3)Thus, the case decided (Supra) on issue of Mandap Keeper’s Service was equally applicable to convention service. Hence, if bills were raised separately against room rent and food supply charges then they could not be included in value of convention service. - CHOKHIDHANI RESORTS (P.) LTD. V. CCE [2014] 46 taxmann.com 20 (New Delhi – CESTAT)

Saturday, June 28, 2014

No disallowance of lawful exp. merely due to non-compliance with provisions of Companies Act


If the expenditure was otherwise lawful and neither amounted to offence nor any law prohibited it, but the procedural provisions attached to it were not complied with, no doubt irregularity would creep in, but such irregularity would not make the expenditure itself as unlawful under section 37(1).

Facts:


a)The Assessing Officer (‘AO’) noticed that the assessee had made payment of job work charges to a related party without obtaining prior approval of the Central Government in accordance with the provisions of section 297 of the Companies Act, 1956.

b)He, accordingly, made additions on the ground that Explanation to Section 37(1) was triggered as on the day of payment of such expenditure there was no prior approval of Central government.

c)On appeal, the CIT(A) sustained the disallowance.
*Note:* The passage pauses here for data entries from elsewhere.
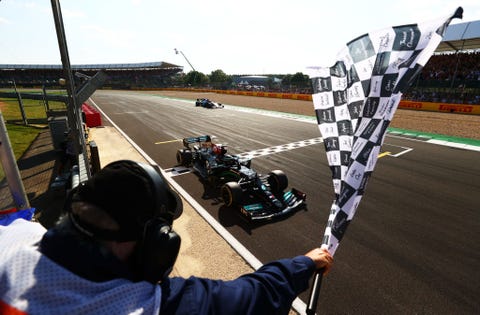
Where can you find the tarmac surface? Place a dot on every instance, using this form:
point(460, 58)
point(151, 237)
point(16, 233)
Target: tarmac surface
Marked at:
point(203, 253)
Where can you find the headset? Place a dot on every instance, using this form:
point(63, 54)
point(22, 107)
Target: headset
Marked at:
point(158, 247)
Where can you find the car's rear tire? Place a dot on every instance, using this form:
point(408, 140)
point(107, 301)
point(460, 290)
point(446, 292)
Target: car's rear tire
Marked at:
point(231, 193)
point(278, 181)
point(184, 157)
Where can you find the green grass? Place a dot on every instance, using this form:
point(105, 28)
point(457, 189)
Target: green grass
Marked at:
point(21, 136)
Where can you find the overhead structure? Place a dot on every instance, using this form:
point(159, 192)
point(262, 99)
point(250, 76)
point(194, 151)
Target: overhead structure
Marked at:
point(461, 37)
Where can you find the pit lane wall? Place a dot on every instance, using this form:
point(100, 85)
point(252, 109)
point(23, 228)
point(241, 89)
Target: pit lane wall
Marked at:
point(404, 104)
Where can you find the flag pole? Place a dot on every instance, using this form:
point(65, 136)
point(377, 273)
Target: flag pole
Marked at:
point(315, 292)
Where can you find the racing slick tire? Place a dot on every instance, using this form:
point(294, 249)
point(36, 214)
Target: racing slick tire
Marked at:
point(184, 157)
point(278, 181)
point(231, 193)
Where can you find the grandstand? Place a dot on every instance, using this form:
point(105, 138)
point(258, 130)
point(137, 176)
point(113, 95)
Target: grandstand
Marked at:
point(121, 76)
point(452, 75)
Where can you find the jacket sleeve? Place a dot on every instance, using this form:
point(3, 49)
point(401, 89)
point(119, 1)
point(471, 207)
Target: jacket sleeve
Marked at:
point(269, 290)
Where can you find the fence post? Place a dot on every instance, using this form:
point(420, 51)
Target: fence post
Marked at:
point(10, 168)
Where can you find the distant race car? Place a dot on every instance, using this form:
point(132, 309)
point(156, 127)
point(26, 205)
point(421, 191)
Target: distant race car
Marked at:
point(205, 102)
point(259, 197)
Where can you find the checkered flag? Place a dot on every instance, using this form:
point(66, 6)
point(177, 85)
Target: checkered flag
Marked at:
point(356, 99)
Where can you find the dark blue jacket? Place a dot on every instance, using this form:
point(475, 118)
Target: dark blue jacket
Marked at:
point(269, 290)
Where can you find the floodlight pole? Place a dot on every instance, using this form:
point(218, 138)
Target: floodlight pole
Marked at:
point(20, 103)
point(73, 109)
point(179, 51)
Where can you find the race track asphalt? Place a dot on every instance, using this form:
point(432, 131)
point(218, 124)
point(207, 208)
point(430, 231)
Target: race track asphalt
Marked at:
point(412, 247)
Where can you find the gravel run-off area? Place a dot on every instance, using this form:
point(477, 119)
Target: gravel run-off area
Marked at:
point(450, 124)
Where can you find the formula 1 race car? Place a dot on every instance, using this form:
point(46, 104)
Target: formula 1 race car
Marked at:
point(259, 197)
point(205, 102)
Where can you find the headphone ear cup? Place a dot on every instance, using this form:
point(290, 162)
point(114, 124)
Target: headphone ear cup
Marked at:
point(158, 253)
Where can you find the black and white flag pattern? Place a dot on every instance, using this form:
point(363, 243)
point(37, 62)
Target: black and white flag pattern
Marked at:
point(356, 99)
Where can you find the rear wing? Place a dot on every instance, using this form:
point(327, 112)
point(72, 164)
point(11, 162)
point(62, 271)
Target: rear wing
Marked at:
point(199, 139)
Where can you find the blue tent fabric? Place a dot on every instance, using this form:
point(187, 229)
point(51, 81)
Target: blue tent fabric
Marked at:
point(27, 214)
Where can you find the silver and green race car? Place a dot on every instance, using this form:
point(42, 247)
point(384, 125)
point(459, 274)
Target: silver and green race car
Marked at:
point(258, 197)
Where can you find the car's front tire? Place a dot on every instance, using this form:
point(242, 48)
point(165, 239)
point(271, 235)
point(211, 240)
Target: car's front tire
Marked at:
point(231, 193)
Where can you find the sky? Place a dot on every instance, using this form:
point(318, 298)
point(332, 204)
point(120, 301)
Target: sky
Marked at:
point(239, 37)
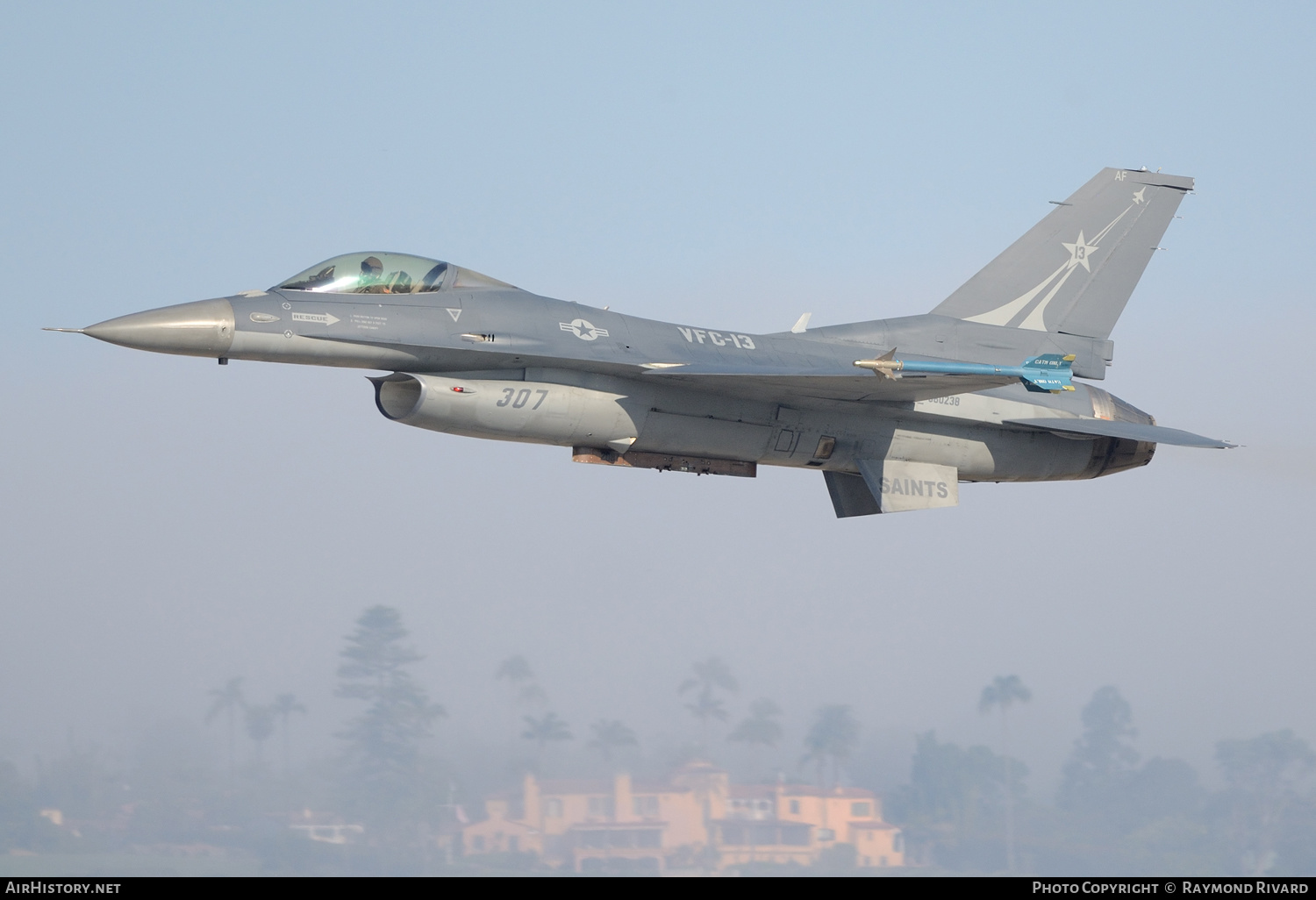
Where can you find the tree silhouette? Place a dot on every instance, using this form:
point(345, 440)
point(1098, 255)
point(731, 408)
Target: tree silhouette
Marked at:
point(545, 729)
point(284, 705)
point(1263, 776)
point(833, 736)
point(526, 689)
point(383, 742)
point(228, 700)
point(760, 729)
point(1102, 765)
point(610, 734)
point(1002, 694)
point(708, 676)
point(260, 724)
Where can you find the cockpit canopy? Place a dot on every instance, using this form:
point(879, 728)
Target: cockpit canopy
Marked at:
point(386, 273)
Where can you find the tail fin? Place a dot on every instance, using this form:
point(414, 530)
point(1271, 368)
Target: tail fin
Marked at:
point(1076, 268)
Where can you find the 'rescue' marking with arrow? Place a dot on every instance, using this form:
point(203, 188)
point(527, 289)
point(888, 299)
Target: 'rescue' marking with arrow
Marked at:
point(324, 318)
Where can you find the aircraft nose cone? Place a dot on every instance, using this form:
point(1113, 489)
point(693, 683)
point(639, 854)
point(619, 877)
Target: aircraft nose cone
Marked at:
point(195, 329)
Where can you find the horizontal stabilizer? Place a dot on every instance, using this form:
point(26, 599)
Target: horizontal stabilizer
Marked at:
point(1128, 431)
point(1047, 374)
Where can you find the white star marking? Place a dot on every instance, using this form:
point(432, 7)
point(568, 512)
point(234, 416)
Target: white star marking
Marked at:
point(583, 329)
point(1079, 252)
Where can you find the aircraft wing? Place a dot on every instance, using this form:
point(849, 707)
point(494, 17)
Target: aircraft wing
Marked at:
point(824, 383)
point(1129, 431)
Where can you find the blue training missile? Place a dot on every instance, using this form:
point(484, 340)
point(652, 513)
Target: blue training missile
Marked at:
point(1049, 373)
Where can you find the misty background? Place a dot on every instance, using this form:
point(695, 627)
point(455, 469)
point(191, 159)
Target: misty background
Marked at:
point(170, 524)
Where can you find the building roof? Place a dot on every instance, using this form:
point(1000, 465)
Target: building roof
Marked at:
point(810, 791)
point(597, 786)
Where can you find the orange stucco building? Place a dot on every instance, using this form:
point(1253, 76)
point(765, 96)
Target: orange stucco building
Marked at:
point(695, 818)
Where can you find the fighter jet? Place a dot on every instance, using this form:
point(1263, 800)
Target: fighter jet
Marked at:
point(894, 413)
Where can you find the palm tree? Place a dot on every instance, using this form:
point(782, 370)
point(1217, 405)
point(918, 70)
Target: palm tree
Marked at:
point(283, 707)
point(610, 734)
point(1003, 692)
point(833, 736)
point(761, 729)
point(516, 671)
point(544, 729)
point(228, 700)
point(710, 675)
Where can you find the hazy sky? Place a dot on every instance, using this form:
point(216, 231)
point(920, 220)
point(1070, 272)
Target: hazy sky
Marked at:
point(168, 524)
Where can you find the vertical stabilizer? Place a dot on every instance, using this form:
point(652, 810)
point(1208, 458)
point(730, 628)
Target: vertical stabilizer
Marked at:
point(1076, 268)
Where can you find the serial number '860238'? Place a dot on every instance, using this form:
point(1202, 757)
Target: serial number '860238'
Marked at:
point(518, 399)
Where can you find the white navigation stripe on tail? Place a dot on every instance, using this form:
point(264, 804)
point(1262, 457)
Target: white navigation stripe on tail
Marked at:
point(1002, 315)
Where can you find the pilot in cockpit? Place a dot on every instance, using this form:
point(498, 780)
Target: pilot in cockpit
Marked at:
point(371, 276)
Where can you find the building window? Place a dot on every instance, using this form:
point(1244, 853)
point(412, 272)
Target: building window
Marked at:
point(647, 807)
point(795, 836)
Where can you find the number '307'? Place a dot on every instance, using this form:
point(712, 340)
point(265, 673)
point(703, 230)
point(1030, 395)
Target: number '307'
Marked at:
point(518, 399)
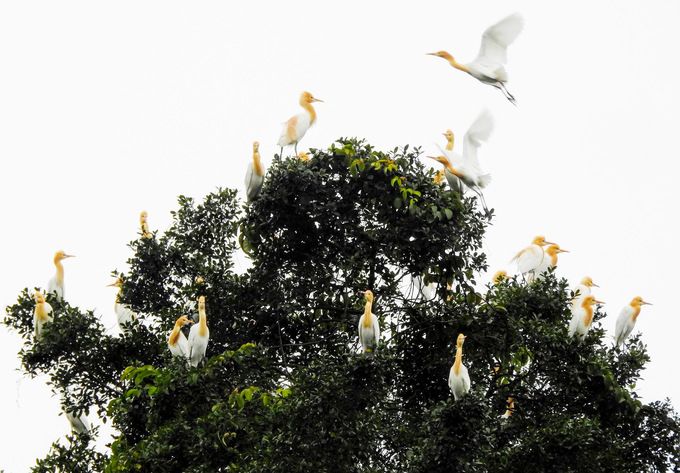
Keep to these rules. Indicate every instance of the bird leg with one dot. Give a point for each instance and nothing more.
(507, 94)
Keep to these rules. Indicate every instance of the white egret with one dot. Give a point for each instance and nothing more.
(56, 284)
(549, 259)
(582, 317)
(254, 174)
(199, 335)
(531, 257)
(627, 318)
(124, 314)
(459, 379)
(582, 290)
(177, 341)
(296, 127)
(144, 224)
(79, 424)
(369, 326)
(466, 168)
(41, 315)
(489, 68)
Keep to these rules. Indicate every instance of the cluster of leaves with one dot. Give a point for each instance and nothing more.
(284, 388)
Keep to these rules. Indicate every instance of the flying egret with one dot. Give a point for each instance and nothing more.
(199, 335)
(144, 224)
(79, 424)
(582, 317)
(296, 127)
(531, 257)
(254, 174)
(466, 168)
(459, 379)
(627, 318)
(582, 290)
(488, 67)
(124, 314)
(41, 315)
(177, 341)
(549, 259)
(56, 284)
(369, 327)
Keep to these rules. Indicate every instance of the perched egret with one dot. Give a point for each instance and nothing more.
(296, 127)
(369, 327)
(500, 276)
(531, 257)
(199, 335)
(627, 318)
(582, 317)
(581, 291)
(466, 168)
(254, 174)
(177, 341)
(488, 67)
(56, 284)
(511, 407)
(144, 224)
(549, 259)
(459, 379)
(124, 314)
(79, 424)
(303, 156)
(42, 314)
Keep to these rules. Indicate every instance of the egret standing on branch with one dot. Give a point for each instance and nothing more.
(296, 127)
(42, 314)
(369, 327)
(199, 335)
(177, 341)
(124, 314)
(254, 174)
(459, 379)
(56, 284)
(531, 257)
(582, 317)
(488, 67)
(144, 224)
(466, 168)
(581, 291)
(627, 318)
(549, 259)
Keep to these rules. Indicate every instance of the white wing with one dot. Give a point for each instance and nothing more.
(496, 39)
(479, 131)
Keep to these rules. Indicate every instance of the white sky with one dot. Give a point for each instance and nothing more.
(110, 109)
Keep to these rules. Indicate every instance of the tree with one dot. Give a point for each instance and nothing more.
(284, 386)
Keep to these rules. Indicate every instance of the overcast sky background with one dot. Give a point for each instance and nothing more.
(110, 109)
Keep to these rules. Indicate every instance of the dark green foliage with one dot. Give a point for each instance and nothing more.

The aggrieved-assessee filed the instant appeal.

The Tribunal held in favour of assessee as under:

1)The offence or prohibition referred to in the Explanation to section 37(1) had to be judged with reference to the 'purpose' of the expenditure on a standalone basis divorced from the fulfillment of procedural formalities attached with it and necessary for the incurring of such expenditure.

2)The Explanation to section 37(1) provided for disallowance of any expenditure incurred for 'any purpose’, which was either an offence or prohibited by law. If, however, the purpose of the expenditure was neither to commit an offence nor any law prohibited it, then there could be no question of disallowance.

3)If the expenditure was otherwise lawful and neither amounted to offence nor any law prohibited it, but the procedural provisions attached to it were not complied with, no doubt irregularity would creep in, but such irregularity would not make the expenditure itself as unlawful so as to be brought within the scope of the Explanation to sec. 37(1). – JAI SURGICALS LTD. V. ACIT [2014] 46 taxmann.com 246 (Delhi - Trib.)